Devil's Brand
Page 7
“It’s like you said before: it’s best to know so you can be prepared.”
“You cannot be prepared for death, cowboy. When it comes, it comes like an eagle out of the night, grasping you suddenly and carrying you away.”
“What does it say?”
“It says . .. You are going ... To die young.”
Stone sat silently as the Gypsy’s curse sank into him. Was she a swindler, or did she know what she was talking about?
“Do not worry,” she said. “There is nothing you can do about it, and who knows, maybe you are right and I am only a swindler. Shall I go on?”
“When will I die?”
“Your palm does not carry a date. It only says you will die when you are young.”
“What’s young?”
She shrugged. “What’s young to you? It’s your palm, not mine. How old would you be, if you didn’t know how old you were?”
“What else do you see?”
She held his palm in her cold bony fingers and brought her slanted rheumy eyes closer. “You will love well, but not wisely. You will travel far. Someday you will have great wealth. You will suffer much.” She took a deep breath, as if she’d just undergone a great exertion, and leaned back in her chair. “You haven’t touched your tea.”
He raised the cup and sipped the hot liquid, which tickled as it rolled over his tongue. It had a citrus flavor, and he gulped it down.
The crystal ball radiated pulsations of light that reflected in Madam Lazonga’s eyes. “The spirits are calling me,” she intoned mysteriously, bending over the gleaming orb. “I see a woman with golden hair, who loves you very much.”
“Where is she?” Stone asked.
“In the setting sun. And I see another woman, who is dead. She is your mother, and she too loves you very much. How lucky you are, to be loved like this.”
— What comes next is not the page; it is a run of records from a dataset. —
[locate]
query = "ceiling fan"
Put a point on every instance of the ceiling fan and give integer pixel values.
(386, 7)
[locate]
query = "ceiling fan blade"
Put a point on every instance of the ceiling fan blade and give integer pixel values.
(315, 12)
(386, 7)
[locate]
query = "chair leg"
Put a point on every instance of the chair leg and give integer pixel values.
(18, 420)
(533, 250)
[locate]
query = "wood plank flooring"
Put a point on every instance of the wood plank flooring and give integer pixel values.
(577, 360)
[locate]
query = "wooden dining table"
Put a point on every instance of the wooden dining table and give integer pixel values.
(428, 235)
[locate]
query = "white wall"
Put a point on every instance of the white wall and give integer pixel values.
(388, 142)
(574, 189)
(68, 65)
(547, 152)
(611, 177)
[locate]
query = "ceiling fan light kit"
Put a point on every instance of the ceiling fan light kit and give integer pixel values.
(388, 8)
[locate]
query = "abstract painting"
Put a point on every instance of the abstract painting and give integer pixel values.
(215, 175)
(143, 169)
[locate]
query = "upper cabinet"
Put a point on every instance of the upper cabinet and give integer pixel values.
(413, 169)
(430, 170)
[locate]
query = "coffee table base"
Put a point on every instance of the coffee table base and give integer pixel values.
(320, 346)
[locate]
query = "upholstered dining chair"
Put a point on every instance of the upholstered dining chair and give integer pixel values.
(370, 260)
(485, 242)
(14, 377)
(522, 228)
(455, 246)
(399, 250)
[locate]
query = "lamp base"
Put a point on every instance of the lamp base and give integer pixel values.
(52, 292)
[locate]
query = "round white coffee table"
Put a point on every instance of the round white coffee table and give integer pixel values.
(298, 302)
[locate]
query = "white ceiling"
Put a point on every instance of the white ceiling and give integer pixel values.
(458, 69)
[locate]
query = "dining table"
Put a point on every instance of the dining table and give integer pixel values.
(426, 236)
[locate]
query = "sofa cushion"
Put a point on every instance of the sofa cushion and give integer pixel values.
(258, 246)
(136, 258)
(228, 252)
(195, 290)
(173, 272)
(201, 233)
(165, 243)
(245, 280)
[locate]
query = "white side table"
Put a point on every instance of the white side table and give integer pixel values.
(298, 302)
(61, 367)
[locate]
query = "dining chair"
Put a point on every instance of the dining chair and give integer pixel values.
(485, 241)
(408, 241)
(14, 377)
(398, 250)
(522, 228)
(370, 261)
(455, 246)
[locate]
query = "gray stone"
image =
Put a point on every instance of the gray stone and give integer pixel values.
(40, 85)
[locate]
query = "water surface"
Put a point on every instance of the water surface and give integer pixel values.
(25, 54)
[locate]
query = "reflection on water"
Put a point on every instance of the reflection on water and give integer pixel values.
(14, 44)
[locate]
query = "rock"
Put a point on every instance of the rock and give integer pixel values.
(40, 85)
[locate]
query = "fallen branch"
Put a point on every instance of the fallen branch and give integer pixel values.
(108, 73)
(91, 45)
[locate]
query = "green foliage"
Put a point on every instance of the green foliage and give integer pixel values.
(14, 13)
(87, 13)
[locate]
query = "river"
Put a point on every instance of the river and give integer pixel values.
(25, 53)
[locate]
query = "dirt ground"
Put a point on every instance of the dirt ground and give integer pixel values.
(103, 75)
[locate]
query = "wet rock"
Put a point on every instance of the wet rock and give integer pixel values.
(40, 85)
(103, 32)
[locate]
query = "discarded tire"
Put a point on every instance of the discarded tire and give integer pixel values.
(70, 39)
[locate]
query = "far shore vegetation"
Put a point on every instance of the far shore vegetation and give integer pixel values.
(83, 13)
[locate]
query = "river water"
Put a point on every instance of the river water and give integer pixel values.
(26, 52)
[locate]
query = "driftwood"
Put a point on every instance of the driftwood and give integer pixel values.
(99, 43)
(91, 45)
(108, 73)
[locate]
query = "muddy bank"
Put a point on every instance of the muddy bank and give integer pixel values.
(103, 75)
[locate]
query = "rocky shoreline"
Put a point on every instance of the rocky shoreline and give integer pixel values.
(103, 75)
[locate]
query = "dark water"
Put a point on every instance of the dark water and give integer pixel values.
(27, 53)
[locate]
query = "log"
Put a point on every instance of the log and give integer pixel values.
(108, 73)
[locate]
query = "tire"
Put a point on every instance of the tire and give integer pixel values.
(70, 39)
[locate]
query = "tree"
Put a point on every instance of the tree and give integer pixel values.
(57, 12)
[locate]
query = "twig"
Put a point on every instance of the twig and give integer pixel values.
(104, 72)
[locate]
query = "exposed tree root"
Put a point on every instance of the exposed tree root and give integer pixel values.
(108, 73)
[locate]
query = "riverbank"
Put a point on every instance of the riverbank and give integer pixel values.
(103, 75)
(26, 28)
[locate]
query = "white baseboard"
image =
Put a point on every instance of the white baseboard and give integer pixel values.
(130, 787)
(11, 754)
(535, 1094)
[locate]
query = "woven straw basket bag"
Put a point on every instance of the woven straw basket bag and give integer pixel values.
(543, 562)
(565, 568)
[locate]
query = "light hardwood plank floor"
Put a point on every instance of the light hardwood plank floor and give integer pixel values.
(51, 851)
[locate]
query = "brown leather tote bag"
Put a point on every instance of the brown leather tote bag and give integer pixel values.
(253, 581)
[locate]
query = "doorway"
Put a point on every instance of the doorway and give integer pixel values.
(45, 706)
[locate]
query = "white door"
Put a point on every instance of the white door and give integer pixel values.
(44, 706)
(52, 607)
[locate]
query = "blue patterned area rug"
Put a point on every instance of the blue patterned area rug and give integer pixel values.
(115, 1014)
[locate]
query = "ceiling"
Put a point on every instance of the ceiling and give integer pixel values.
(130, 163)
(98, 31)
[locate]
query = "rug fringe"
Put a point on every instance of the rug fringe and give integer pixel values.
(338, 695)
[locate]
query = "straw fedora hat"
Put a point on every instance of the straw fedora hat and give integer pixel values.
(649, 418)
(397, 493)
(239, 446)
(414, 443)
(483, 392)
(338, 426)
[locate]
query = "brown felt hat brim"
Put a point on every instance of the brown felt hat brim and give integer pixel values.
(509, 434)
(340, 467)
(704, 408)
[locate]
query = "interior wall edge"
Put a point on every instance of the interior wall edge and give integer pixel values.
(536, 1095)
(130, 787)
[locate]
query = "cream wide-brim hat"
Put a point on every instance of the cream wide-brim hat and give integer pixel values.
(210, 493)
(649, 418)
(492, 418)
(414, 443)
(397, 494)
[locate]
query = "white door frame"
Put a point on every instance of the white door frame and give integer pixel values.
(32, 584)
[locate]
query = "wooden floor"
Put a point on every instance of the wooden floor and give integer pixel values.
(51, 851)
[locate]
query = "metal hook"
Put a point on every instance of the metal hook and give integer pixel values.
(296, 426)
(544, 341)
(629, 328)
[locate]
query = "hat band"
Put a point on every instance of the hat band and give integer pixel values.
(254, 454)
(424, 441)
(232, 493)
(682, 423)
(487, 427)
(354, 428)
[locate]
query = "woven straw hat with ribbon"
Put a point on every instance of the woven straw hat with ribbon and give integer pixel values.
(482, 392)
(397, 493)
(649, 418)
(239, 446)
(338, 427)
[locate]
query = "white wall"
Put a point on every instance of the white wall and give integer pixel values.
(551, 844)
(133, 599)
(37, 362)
“The woman with the golden hair—I’d like to know more about her.”
“You are going on a long journey, and you will have many difficulties, but it is your destiny, and you cannot avoid it. I see you afterward in a big city, much bigger than this, and the woman with the golden hair is there with you.”
Stone stared at her. “Are you sure?”
She undulated her hands before the crystal ball and brought her eyes closer to it. “I see a black master crossing your path. Beware of him, but one day he will cheat the Gypsy’s curse. And last of all I see an old friend who will lead you on a second journey to a far-off land.”
She paused and blinked. A naked little girl with gold earrings waddled into the room, sucking her thumb. “I want to go to bed, Granma. When you tuck me in?”
Madam Lazonga said something in a strange foreign language to the child, then turned to Stone. “That is all, cowboy. You want to know more, you come back some other time.”
“Tell me more about the woman with golden hair?”
“You will see her someday, according to the crystal ball. There is nothing to worry about. Good night.”
She leaned forward and blew out the candles, plunging the room into darkness.
Chapter Four
Stumbling back to the Last Chance Saloon, Stone thought about the Gypsy’s curse, and could swear there was something strange in the tea she’d given him.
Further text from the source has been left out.